7. Weapons Grade, Terese Svoboda, The University of Arkansas Press.
The versatile Svoboda (who last year published Black Glasses Like Clark Kent–an amazing exploration of her uncle’s suicide and his military past) takes a righteous step into the land mines of political poetry. She tackles such weighty subjects as war crimes, environmental concerns, third-world sweatshops and America’s loss of freedoms in this tough-minded collection of poems that sets the stage for the final section of the book–poems about the irreconcilable conflicts between family members who dwell within an emotionally desensitized and dysfunctional society.
8. Women of Color and Feminism, Maythee Rojas, Seal Press.
In the age of a Wise Latina on the Supreme Court and an African American First Lady in the White House–you gotta love 2009 for Sonia Sotomayor alone!–feminist scholar Maythee Rojas breaks down the complexities of this space of being (the intersection between race and gender) that’s also perceived as a threatening conflict zone. In clear, accessible language, Rojas walks us through the expressive, artistic, mythic, cultural and sexualized representations of women of color, humanizing them one chapter at a time.
9. World Ball Notebook, Sesshu Foster, City Lights Books.
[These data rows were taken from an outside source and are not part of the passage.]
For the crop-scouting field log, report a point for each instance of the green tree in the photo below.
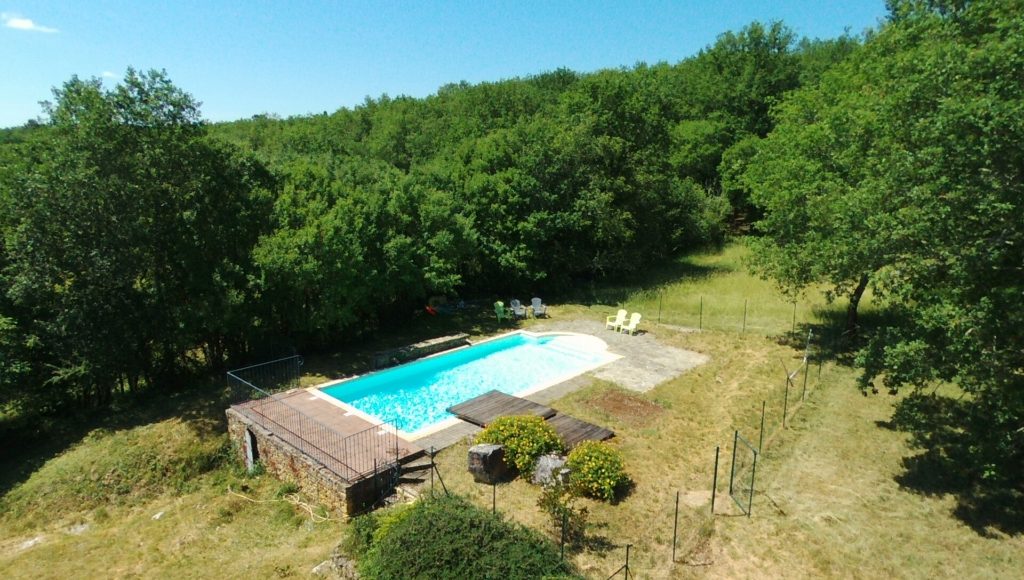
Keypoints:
(904, 166)
(128, 237)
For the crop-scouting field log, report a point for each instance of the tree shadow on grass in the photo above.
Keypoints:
(957, 459)
(616, 290)
(28, 442)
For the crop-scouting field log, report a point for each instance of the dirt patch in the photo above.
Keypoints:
(627, 407)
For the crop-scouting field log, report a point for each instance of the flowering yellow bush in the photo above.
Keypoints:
(524, 438)
(597, 469)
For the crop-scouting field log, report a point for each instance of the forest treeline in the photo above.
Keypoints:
(139, 242)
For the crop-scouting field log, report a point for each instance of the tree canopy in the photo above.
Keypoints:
(903, 166)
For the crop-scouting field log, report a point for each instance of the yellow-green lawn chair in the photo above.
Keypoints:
(631, 327)
(615, 322)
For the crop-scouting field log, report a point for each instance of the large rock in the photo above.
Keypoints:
(486, 463)
(550, 468)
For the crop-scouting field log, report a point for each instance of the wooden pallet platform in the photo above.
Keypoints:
(487, 407)
(573, 430)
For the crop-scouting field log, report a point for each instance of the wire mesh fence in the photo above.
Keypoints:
(742, 473)
(257, 391)
(701, 312)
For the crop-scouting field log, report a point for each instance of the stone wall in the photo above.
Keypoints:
(289, 464)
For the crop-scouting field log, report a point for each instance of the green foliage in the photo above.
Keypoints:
(524, 438)
(122, 467)
(138, 244)
(449, 537)
(566, 521)
(359, 535)
(126, 242)
(902, 166)
(597, 470)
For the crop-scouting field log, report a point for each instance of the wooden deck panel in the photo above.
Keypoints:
(322, 444)
(573, 430)
(487, 407)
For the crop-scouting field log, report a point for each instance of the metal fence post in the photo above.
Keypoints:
(754, 470)
(714, 482)
(732, 470)
(785, 399)
(660, 298)
(565, 518)
(675, 529)
(761, 438)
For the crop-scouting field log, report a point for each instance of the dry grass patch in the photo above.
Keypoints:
(610, 403)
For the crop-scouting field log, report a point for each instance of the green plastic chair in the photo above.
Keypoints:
(631, 327)
(615, 322)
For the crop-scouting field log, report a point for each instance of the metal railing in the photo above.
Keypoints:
(352, 457)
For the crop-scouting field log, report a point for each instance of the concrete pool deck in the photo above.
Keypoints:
(645, 363)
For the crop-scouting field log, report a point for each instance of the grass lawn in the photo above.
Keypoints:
(827, 502)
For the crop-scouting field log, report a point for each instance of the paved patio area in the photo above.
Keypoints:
(645, 364)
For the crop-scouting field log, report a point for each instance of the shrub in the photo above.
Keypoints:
(448, 537)
(558, 502)
(524, 438)
(360, 534)
(597, 469)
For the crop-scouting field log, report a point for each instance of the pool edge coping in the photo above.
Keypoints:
(315, 390)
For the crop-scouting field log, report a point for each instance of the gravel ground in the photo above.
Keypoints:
(645, 363)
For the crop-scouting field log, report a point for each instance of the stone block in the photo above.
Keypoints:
(486, 463)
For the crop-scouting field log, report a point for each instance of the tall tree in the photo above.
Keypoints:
(904, 165)
(129, 236)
Ever inventive, Foster doesn’t call these 118 entries poems, he calls them games, as in the Mesoamerican sport that’s played with a stone ball–all the more challenging, all the more fragile. Just like in his satyrical novel Atomik Aztex, in which he created a parallel universe in which the Aztecs were not conquered by the Spaniards, the playing field of World Ball Notebook–where conflict and corruption reign supreme–begins to look startlingly and comfortably familiar.